Why exposure to acamprosate during detoxification phase affected subsequent medication adherence in the rehabilitation phase is not known. It is possible that starting acamprosate during detoxification alters the adverse effect profile of acamprosate leading to poor adherence. If this occurred during the trial, it was not detected by a comparison of the rates of adverse events, which did not differ between the two groups. It is also possible that starting acamprosate during detoxification reduced its beneficial effects and patients simply stopped taking acamprosate because they could detect no benefit from the medication.
This trial has several weaknesses. The number of patients was relatively small and thus the results should be considered preliminary. In addition, patients admitted into this trial had to be suitable for outpatient detoxification and may not have been reflective of the population of alcohol dependent patients in general. The reported alcohol withdrawal symptom severity as measured by the CIWA was relatively low and, based on our results, it is impossible to say if acamprosate would have been more useful in the detoxification of alcohol dependent patients who presented with more severe alcohol withdrawal symptoms. However, a meta-analysis of acamprosate clinical trials involving 1485 patients did not shown that withdrawal symptom severity or alcohol dependence severity at baseline were predictors of acamprosate efficacy (Verheul, Lehert, Geerlings, Koeter & van den Brink, 2005
). In addition, acamprosate detoxified patients in this trial consumed alcohol on average, 80% of the days in the month prior to entry. They consumed an average of 15 standard drinks per drinking day during this time (slightly more than the average of 12.4 drinks per day over the entire 90 day pretrial period). This rate of drinking is comparable to the rate of drinking noted in the three pivotal trials of acamprosate. In those trials, 73% of patients drank more than 10 standard drinks per day. Thus, patients in the current trial were drinking at rates that were comparable to patients included in previous trials in which acamprosate was found to be efficacious.
Although only powered to detect large effects, it is unlikely that this trial failed to detect a significant advantage to starting acamprosate at the beginning of detoxification because of its relatively small sample size. The differences between acamprosate and placebo treated patients noted in the main Detoxification Phase outcome measures were extremely small and, in fact, most (5/7) numerically favored placebo over acamprosate. In the Rehabilitation Phase, drinking outcomes, including percent days heavy drinking and drinks per drinking day were statistically significantly greater among patients who received acamprosate during detoxification.

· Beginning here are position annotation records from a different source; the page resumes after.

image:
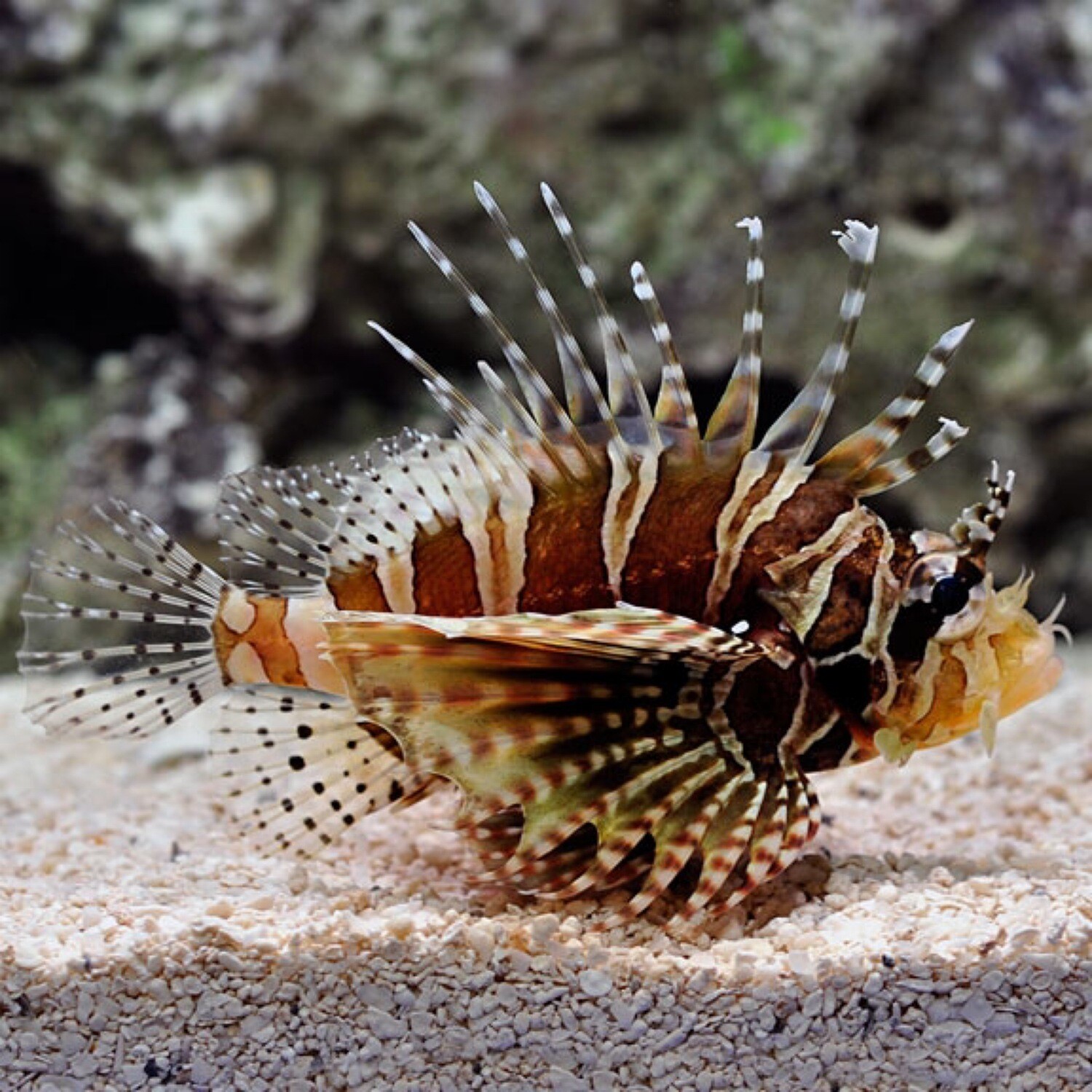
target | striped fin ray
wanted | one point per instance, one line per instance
(292, 531)
(118, 622)
(674, 404)
(301, 767)
(788, 820)
(796, 432)
(545, 408)
(591, 725)
(587, 404)
(897, 471)
(858, 452)
(520, 422)
(732, 426)
(277, 526)
(625, 390)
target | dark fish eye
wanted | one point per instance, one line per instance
(950, 594)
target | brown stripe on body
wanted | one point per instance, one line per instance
(803, 518)
(565, 568)
(357, 587)
(847, 600)
(672, 555)
(445, 576)
(268, 637)
(761, 705)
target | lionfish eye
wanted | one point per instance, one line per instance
(950, 594)
(943, 598)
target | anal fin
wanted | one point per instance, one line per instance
(600, 729)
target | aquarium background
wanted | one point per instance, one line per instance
(203, 202)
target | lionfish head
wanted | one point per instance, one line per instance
(967, 653)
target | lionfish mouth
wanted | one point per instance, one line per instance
(1008, 662)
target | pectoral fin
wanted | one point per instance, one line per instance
(590, 746)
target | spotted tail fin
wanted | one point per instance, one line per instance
(118, 628)
(301, 767)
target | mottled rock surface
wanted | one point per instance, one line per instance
(939, 935)
(237, 175)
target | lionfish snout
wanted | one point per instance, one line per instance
(989, 655)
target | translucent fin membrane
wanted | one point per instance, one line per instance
(277, 526)
(118, 628)
(592, 725)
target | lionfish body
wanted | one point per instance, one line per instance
(626, 640)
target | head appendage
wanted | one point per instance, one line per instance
(978, 526)
(625, 390)
(733, 421)
(795, 432)
(674, 404)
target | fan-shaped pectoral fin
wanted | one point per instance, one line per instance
(582, 742)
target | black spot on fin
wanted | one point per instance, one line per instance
(118, 628)
(303, 767)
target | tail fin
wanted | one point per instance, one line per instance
(118, 628)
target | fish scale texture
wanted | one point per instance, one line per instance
(938, 935)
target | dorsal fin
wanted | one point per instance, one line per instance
(674, 403)
(535, 390)
(795, 432)
(732, 427)
(897, 471)
(625, 390)
(585, 400)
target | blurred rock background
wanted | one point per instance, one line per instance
(202, 202)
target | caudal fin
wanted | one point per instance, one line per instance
(118, 628)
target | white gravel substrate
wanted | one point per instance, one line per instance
(939, 936)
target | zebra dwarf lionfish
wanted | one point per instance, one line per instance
(627, 641)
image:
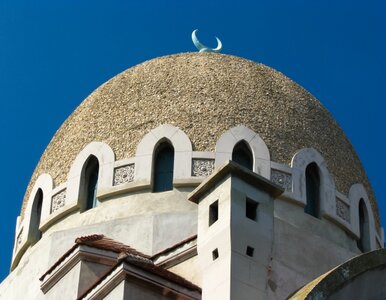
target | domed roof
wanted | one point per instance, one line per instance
(204, 94)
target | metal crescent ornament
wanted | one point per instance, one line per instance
(203, 48)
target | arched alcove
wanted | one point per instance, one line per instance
(36, 215)
(363, 242)
(242, 155)
(163, 167)
(312, 190)
(89, 180)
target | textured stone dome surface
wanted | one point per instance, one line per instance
(204, 94)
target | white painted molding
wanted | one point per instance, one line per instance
(260, 152)
(299, 163)
(146, 150)
(356, 193)
(106, 159)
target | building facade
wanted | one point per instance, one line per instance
(193, 176)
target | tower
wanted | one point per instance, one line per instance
(135, 192)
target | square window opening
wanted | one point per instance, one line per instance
(250, 251)
(251, 209)
(215, 254)
(213, 212)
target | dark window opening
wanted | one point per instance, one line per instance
(251, 209)
(242, 155)
(213, 212)
(364, 240)
(215, 254)
(37, 214)
(91, 182)
(163, 168)
(312, 190)
(250, 251)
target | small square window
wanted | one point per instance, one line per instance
(215, 254)
(249, 251)
(213, 212)
(251, 209)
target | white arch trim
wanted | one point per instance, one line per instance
(356, 193)
(299, 163)
(106, 158)
(45, 183)
(182, 152)
(260, 152)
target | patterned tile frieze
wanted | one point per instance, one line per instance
(282, 179)
(124, 174)
(202, 167)
(58, 200)
(342, 210)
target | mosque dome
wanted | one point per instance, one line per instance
(204, 94)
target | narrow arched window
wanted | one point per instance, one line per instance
(163, 168)
(243, 155)
(364, 240)
(91, 182)
(312, 190)
(36, 215)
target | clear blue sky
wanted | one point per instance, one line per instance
(54, 53)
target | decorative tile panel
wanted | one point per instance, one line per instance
(58, 200)
(282, 179)
(124, 174)
(342, 210)
(202, 167)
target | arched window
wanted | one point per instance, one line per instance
(364, 240)
(90, 182)
(36, 215)
(312, 190)
(243, 155)
(163, 168)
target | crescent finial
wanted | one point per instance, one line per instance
(203, 48)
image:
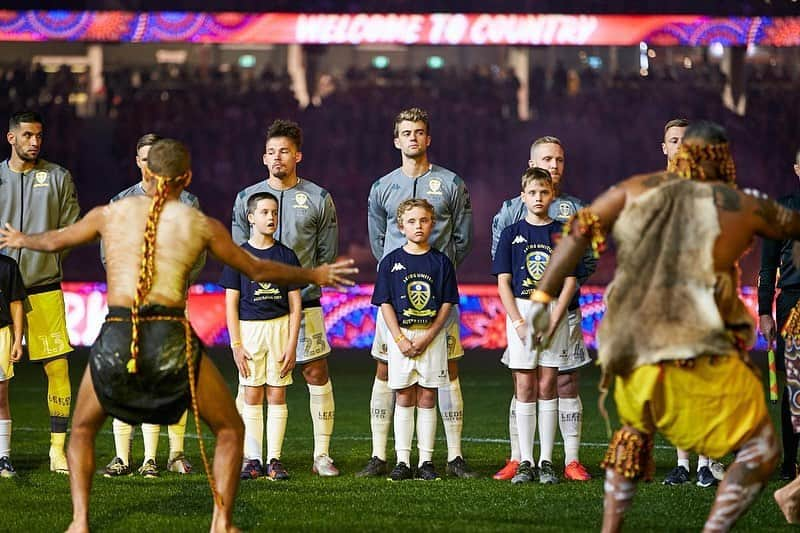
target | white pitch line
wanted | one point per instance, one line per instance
(475, 440)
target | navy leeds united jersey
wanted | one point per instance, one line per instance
(261, 300)
(415, 285)
(524, 251)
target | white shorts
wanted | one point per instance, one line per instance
(312, 343)
(577, 354)
(452, 329)
(518, 356)
(265, 341)
(429, 369)
(6, 366)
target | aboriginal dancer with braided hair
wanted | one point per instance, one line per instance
(147, 364)
(675, 334)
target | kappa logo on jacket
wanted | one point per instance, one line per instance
(301, 200)
(435, 187)
(40, 179)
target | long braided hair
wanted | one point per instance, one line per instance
(168, 164)
(163, 184)
(687, 162)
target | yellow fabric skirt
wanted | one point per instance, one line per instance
(710, 406)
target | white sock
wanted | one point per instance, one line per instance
(176, 432)
(5, 438)
(426, 433)
(253, 432)
(526, 422)
(381, 404)
(570, 420)
(513, 431)
(240, 400)
(403, 433)
(451, 405)
(150, 434)
(277, 415)
(122, 440)
(548, 420)
(322, 414)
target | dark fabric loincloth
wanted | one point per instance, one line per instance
(158, 393)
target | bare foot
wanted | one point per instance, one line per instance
(787, 499)
(217, 528)
(78, 527)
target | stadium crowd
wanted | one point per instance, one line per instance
(223, 115)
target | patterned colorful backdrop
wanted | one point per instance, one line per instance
(349, 316)
(436, 28)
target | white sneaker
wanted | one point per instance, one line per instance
(717, 470)
(323, 466)
(58, 461)
(179, 464)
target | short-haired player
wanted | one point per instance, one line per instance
(264, 324)
(416, 289)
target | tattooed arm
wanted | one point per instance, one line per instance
(769, 218)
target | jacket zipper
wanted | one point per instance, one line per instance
(21, 210)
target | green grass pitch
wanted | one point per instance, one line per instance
(37, 500)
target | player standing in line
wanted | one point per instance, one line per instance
(12, 323)
(36, 196)
(308, 226)
(675, 335)
(709, 472)
(451, 235)
(263, 323)
(415, 289)
(548, 153)
(123, 433)
(148, 365)
(521, 257)
(776, 257)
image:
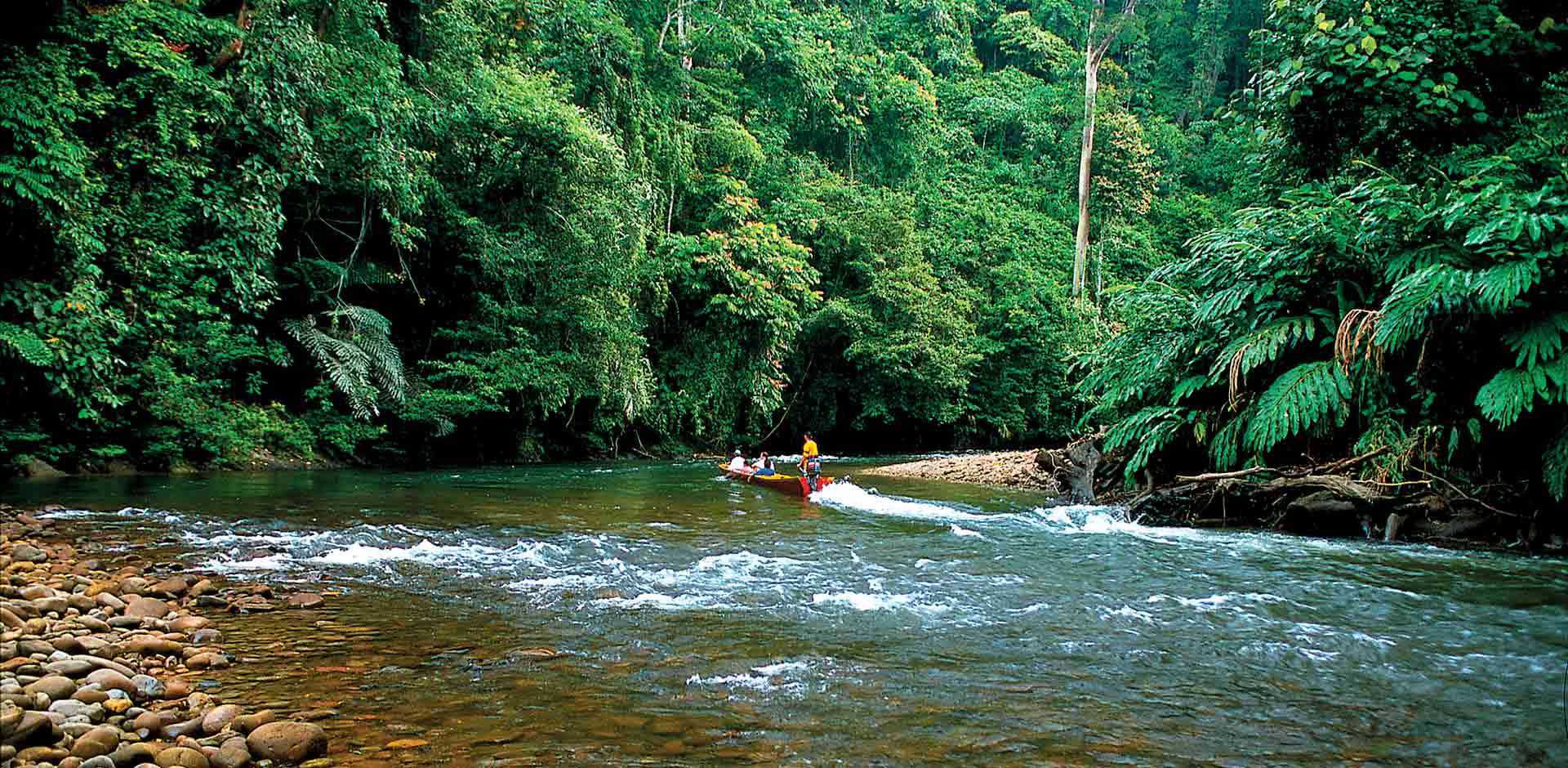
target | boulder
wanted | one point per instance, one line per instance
(148, 687)
(146, 607)
(151, 645)
(233, 754)
(29, 554)
(98, 742)
(289, 742)
(218, 718)
(29, 728)
(175, 587)
(248, 723)
(56, 687)
(182, 757)
(305, 601)
(76, 709)
(112, 681)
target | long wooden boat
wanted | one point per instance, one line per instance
(791, 484)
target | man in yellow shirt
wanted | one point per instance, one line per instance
(809, 461)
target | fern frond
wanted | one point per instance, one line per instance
(1152, 430)
(1298, 400)
(27, 346)
(1227, 447)
(1510, 394)
(1554, 466)
(356, 356)
(1355, 334)
(1259, 346)
(1540, 341)
(1499, 288)
(1423, 293)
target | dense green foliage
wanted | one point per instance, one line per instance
(1399, 283)
(491, 230)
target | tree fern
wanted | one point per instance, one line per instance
(1152, 430)
(1554, 466)
(1499, 288)
(1431, 290)
(1264, 346)
(1303, 397)
(356, 356)
(1227, 445)
(1510, 394)
(25, 344)
(1540, 341)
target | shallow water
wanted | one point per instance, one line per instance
(695, 621)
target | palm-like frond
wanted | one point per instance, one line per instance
(356, 356)
(1302, 399)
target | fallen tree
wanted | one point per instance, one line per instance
(1329, 500)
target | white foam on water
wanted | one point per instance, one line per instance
(734, 681)
(68, 515)
(1126, 612)
(780, 668)
(259, 539)
(571, 580)
(849, 496)
(1317, 654)
(659, 601)
(1228, 601)
(1374, 640)
(1107, 520)
(278, 561)
(729, 568)
(424, 552)
(877, 602)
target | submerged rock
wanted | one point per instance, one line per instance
(292, 742)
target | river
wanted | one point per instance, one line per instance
(644, 614)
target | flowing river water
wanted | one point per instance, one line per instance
(657, 614)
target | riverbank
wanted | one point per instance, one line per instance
(1314, 500)
(1012, 469)
(104, 660)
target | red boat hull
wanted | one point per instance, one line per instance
(789, 484)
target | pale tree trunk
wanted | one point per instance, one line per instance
(683, 29)
(1085, 153)
(1094, 54)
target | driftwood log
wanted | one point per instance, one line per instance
(1327, 500)
(1071, 469)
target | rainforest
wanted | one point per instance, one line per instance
(1220, 234)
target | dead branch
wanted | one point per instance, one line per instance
(1209, 477)
(1467, 496)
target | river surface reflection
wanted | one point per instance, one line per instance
(659, 614)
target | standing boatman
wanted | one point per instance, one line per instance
(811, 461)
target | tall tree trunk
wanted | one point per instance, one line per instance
(1094, 54)
(1090, 92)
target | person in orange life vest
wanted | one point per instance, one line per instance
(811, 461)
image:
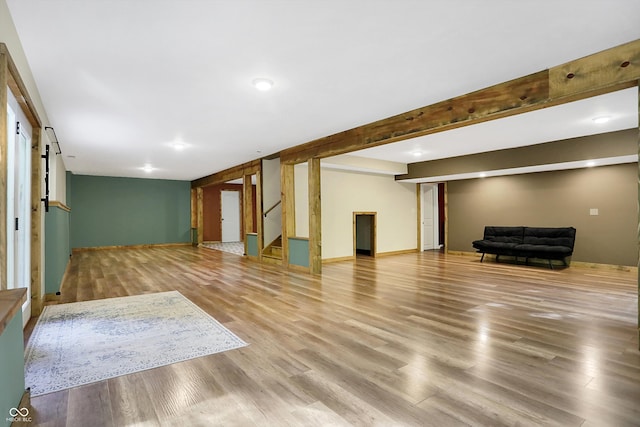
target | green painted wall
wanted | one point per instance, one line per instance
(11, 368)
(57, 248)
(108, 211)
(299, 251)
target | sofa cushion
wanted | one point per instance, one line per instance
(504, 234)
(563, 236)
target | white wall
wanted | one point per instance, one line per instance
(272, 223)
(57, 177)
(346, 192)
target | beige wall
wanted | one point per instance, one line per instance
(346, 192)
(554, 199)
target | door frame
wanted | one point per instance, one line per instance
(374, 231)
(435, 219)
(239, 215)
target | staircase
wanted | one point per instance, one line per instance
(273, 252)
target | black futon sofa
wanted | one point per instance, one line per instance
(528, 242)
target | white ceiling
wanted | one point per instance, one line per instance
(122, 81)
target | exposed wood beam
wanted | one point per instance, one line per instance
(19, 90)
(287, 196)
(607, 71)
(315, 217)
(230, 174)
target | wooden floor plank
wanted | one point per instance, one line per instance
(413, 339)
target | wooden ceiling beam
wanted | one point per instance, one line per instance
(607, 71)
(230, 174)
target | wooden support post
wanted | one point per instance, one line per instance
(315, 218)
(194, 215)
(247, 207)
(4, 82)
(200, 214)
(287, 196)
(37, 294)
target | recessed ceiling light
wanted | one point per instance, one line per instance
(601, 119)
(262, 84)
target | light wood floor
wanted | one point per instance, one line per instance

Despite its weaknesses, the results of this trial suggest that initiating acamprosate at the start of an outpatient detoxification does not improve treatment retention or otherwise improve detoxification treatment outcomes. In addition, initiating acamprosate during outpatient detoxification did not improve outcomes in subsequent rehabilitation treatment and appeared to worsen drinking outcomes, compared to patients who started acamprosate after detoxification was completed, and who had attained, at least, 3 days of abstinence. The data do not support the initiation of treatment with acamprosate during outpatient detoxification.